Acting under a contract which will presently be mentioned, plaintiff had carried on extended negotiations with. representatives of the Bethlehem Shipbuilding Corporation between June, 1917, and April, 1918; and while these negotiations were undeniable links in the chain of causation, yet it is contended by defendants that plaintiff was not the immediate instrument through whom the sale to the Emergency Fleet Corporation was ultimately effected. It is chiefly upon this ground that plaintiff's claim to compensation is resisted by the defendants.

The defendants owned extensive areas of marsh and tide lands along the Oakland estuary which they were desirous of marketing; and in furtherance of that design, they took plaintiff into their employ in 1915, agreeing to pay him a stated monthly salary and a commission of two and one-half per cent of the proceeds derived from sales of land made with his aid.

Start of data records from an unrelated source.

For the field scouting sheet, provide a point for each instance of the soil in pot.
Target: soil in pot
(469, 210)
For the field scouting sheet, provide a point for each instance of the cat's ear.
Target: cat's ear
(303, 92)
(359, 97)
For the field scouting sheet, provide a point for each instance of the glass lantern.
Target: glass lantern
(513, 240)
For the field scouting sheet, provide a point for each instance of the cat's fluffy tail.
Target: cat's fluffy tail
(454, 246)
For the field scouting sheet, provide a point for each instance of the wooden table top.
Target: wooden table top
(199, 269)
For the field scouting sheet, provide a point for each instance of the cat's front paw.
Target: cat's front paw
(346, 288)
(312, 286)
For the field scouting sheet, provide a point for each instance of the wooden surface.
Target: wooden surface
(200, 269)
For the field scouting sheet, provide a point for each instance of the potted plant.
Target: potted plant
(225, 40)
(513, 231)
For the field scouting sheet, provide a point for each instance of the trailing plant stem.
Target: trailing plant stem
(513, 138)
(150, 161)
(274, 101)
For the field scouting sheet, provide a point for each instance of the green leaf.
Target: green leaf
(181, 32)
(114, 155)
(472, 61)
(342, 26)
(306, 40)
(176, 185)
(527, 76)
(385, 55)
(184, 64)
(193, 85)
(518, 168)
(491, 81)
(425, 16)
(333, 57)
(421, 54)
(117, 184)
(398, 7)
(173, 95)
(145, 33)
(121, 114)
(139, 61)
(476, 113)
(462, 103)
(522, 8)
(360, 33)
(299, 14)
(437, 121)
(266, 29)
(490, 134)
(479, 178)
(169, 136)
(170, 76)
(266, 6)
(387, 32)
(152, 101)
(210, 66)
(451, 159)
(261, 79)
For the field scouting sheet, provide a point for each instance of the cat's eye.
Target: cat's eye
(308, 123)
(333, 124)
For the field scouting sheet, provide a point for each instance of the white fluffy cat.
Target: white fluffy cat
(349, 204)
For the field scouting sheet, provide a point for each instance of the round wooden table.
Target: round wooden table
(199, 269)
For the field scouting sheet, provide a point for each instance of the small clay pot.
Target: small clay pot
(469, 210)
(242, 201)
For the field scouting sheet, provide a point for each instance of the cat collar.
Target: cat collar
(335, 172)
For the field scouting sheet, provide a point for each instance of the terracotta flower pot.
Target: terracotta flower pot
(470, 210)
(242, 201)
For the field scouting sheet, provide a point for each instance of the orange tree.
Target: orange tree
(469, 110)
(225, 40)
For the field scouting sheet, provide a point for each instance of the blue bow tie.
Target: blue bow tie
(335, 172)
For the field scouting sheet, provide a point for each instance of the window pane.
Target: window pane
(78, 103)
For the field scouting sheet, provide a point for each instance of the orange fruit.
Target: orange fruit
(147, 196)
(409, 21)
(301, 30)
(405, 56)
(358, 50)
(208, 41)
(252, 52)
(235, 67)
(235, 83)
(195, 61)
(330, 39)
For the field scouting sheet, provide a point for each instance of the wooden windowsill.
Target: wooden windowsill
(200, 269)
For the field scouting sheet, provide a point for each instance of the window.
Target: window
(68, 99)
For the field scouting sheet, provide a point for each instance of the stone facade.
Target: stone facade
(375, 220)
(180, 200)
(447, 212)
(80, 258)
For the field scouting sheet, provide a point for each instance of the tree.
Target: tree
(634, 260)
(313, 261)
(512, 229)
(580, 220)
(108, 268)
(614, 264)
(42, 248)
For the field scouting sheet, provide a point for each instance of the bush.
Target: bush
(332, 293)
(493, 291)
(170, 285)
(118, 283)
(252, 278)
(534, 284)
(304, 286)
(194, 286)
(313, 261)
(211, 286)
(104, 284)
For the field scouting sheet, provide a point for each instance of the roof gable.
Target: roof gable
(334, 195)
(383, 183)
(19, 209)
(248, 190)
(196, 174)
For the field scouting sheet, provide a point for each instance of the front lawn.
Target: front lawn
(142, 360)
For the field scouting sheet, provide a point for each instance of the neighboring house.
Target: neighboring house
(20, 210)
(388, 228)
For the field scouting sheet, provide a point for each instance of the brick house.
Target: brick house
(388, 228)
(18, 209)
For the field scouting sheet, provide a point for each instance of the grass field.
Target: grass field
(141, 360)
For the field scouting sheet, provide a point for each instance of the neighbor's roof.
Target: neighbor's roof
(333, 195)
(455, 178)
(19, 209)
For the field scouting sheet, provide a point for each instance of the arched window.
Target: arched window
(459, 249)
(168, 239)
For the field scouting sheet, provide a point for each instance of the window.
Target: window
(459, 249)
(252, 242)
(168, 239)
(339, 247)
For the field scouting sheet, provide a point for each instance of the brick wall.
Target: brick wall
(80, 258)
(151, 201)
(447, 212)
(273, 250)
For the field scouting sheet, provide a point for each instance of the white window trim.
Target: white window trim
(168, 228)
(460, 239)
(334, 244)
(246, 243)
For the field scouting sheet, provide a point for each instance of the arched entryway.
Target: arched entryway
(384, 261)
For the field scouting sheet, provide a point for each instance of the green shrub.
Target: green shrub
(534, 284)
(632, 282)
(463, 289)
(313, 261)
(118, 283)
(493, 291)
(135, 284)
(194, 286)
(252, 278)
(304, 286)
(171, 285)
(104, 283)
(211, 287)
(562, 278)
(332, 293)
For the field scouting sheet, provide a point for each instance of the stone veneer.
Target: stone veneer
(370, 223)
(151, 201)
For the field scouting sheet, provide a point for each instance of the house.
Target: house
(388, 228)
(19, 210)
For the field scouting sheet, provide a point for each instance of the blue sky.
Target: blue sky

Plaintiff is a civil engineer by profession, and he came to this service with special knowledge of the property, acquired during a business association of almost a decade with his father, a specialist in such lands, from whom also had been transmitted to plaintiff a storehouse of information and data which enabled him to render, with respect to these lands, a unique service.

The employment of plaintiff on the terms mentioned continued until July 1, 1917, and plaintiff's duties pertained to the work of dredging, reclamation, and development of the properties, combined with endeavors to find purchasers.

The lands were partly submerged and considerable reclamation work had to be done in order to prepare them for sale. For the purpose of giving access to ships and providing other facilities, it was necessary to dredge waterways, deepen

channels, and impound filling material; and of all this work plaintiff had charge.

During plaintiff's original employment and by his aid the Alameda plant of the Bethlehem Shipbuilding Corporation was sold by defendants to the Union Iron Works in March, 1917.

From a time antedating plaintiff's engagement the two defendants have had a common office in the Crocker Building, in San Francisco, and their administrative work has been done by a single staff of clerks. The directorates of the companies, while not identical in membership, have had a majority in common; and throughout the period of plaintiff's service the office management of both companies was in the hands of S. F. B. Morse. Officially he was the general manager of the Pacific Improvement Company and the secretary of the Oakland Water Front Company; and actually, as he himself testified and as the evidence otherwise shows, he was "the man in charge of the business of both companies."

Such was the state of affairs when on June 21, 1917, a new contract of employment was made with plaintiff, evidenced by the following letter written on a letter-sheet of the Pacific Improvement Company:

"Pacific Improvement Company
"Crocker Building, San Francisco.

"Geo. L. Sessions, Esq.,

"401 Crocker Building,

"San Francisco,

"Dear Sir:

"California.

"June 21st, 1917.

"Your present connection with the Pacific Improvement Company, whereby you receive a certain salary, terminates the first of July. After that, you will work on the sale of the Oakland Water Front Company property on a commission basis.

"We will pay you a commission of three percent (3%) on any sale that results through your negotiations, or efforts, or which originates with you, or upon which you are employed.